Chris Rock es la zebra Marty en ‘Madagascar: Escape 2 Africa’. (FOTO: Dreamworks Animation)
1/1

Un aspecto de estos largometrajes que no cesa de sorprender al productor ejecutivo y narrador de la serie Everybody Hates Chris es "la atención al detalle: la hierba, los pelos...", describe. "Me he dado cuenta de que los personajes, cuando no hablan, siguen respirando. Así es el nivel de detalle. Es impresionante".

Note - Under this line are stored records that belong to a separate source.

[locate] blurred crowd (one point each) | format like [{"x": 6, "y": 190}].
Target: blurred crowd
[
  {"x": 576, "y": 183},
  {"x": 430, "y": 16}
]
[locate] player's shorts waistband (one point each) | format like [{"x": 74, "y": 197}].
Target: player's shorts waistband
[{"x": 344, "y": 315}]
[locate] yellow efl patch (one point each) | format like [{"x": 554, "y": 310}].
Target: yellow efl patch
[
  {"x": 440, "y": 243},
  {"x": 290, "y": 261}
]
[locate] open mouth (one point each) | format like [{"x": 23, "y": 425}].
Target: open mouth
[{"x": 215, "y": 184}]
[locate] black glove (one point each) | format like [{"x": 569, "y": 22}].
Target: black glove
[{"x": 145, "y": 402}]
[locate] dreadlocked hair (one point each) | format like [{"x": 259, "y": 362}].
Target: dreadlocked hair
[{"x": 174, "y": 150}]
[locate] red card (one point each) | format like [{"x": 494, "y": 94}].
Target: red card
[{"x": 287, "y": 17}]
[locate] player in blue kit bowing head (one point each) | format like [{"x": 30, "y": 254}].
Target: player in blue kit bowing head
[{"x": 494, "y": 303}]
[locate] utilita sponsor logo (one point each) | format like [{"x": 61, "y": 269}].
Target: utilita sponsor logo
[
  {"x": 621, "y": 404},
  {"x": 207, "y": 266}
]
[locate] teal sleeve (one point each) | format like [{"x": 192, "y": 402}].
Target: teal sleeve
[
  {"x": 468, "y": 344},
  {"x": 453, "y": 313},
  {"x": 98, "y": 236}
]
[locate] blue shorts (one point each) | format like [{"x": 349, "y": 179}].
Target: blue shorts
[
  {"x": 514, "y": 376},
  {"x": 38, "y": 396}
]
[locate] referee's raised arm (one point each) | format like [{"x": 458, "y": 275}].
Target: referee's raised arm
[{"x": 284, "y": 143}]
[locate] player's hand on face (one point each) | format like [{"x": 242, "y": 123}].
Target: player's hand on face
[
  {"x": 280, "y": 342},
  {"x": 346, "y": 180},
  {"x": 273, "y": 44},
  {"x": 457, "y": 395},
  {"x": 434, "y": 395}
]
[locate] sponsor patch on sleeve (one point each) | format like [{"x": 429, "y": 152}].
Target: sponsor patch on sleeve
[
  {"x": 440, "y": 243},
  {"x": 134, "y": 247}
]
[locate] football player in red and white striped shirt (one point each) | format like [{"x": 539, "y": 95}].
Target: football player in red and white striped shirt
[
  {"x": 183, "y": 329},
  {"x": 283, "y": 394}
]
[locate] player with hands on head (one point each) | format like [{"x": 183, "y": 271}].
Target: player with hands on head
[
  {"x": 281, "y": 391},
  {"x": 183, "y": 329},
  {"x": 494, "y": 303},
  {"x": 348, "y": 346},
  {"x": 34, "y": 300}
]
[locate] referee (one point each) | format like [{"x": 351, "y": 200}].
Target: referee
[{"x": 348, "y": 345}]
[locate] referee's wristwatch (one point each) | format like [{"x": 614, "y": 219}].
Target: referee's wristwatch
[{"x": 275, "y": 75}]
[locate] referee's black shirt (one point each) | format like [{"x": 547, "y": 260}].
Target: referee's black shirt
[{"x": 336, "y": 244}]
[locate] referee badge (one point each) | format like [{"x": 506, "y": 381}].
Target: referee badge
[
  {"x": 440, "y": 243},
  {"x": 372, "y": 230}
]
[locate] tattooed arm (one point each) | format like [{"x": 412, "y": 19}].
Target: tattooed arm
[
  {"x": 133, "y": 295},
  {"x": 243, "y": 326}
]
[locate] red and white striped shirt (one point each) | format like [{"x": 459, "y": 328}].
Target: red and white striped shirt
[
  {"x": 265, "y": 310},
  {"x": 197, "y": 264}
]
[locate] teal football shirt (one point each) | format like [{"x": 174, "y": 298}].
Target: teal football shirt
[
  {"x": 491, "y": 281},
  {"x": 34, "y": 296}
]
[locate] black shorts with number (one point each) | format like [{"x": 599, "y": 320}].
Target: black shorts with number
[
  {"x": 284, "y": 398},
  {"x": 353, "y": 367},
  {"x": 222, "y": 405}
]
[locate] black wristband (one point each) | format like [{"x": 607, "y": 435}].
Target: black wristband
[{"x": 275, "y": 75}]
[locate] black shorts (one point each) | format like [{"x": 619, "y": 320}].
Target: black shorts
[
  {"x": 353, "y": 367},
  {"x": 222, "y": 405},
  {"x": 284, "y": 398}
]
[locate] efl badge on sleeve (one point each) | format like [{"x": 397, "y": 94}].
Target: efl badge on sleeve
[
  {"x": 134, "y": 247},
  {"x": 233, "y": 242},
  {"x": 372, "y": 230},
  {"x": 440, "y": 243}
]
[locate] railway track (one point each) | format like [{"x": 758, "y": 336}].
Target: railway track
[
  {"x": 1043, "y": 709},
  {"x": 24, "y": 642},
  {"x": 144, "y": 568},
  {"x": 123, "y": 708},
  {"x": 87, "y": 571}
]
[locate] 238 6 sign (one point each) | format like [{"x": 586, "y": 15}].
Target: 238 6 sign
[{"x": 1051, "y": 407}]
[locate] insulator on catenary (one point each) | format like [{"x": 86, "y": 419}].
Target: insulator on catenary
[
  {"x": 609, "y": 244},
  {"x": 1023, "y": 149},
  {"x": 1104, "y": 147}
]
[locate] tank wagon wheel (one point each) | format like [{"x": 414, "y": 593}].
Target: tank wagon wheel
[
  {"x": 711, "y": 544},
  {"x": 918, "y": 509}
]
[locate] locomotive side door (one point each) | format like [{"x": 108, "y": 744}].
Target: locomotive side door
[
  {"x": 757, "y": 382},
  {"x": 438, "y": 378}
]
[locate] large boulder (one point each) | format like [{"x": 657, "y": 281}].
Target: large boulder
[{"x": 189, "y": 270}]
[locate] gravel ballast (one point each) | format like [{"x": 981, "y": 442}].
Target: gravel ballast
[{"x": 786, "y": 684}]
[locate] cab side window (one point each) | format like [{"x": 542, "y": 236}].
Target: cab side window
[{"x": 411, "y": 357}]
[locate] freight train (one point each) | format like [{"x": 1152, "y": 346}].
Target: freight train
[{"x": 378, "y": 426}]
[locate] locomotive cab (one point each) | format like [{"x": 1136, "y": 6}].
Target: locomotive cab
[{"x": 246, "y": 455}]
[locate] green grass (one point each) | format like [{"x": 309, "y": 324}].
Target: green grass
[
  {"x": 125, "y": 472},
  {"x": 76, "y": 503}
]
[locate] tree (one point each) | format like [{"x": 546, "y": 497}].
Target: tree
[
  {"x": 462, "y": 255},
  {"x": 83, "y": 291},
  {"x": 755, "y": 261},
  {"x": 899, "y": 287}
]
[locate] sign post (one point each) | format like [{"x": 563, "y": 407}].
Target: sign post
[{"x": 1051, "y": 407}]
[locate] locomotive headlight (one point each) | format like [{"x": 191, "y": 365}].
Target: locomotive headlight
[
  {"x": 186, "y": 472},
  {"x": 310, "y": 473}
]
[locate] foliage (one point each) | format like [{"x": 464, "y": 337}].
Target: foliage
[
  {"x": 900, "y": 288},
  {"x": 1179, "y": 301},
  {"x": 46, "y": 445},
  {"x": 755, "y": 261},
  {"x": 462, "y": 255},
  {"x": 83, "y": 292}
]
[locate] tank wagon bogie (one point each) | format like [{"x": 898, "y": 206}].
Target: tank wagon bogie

A pesar de dedicarse sólo a la labor de prestar su voz y la mayoría de veces ni siquiera tiene opción de contemplar el resultado hasta meses después de grabar los diálogos, Rock indica que "sí ves crecer [el proyecto] a partir de los dibujos y escenas. Te lo explican todo mientras lo hacen, porque utilizan tu cara, las expresiones. Es extraño, porque la boca [de Marty] se mueve como la mía...".

A pesar de su implicación en las dos entregas de Madagascar, Chris Rock no tiene ningún interés en adentrarse en la comedia familiar, alejada de la que lo convirtió en uno de los mejores cómicos de su generación (o el mejor, según revistas como Time y Entertainment Weekly), y que siempre ha estado marcada por la raza, la política y la sociedad.

El que fuera miembro de Saturday Night Live —entre 1990 y 1993— asegura que el humor de una cinta como Madagascar: Escape 2 Africa "es mucho más fácil" de crear que el que lo ha definido a él como uno de los cómicos contemporáneos más irreverentes y controversiales.

Eso sí, también afirma que "probablemente no podría escribir algo así. No está en mí. Quizás es porque ya estoy envejeciendo... esto de escribir para toda la familia... no, no, para nada".

También esta semana, HBO emitió el especial de comedia Kill the Messenger (el canal continúa emitiendo el programa de entrevistas The Chris Rock Show, que se produjo entre 1997 y 2000).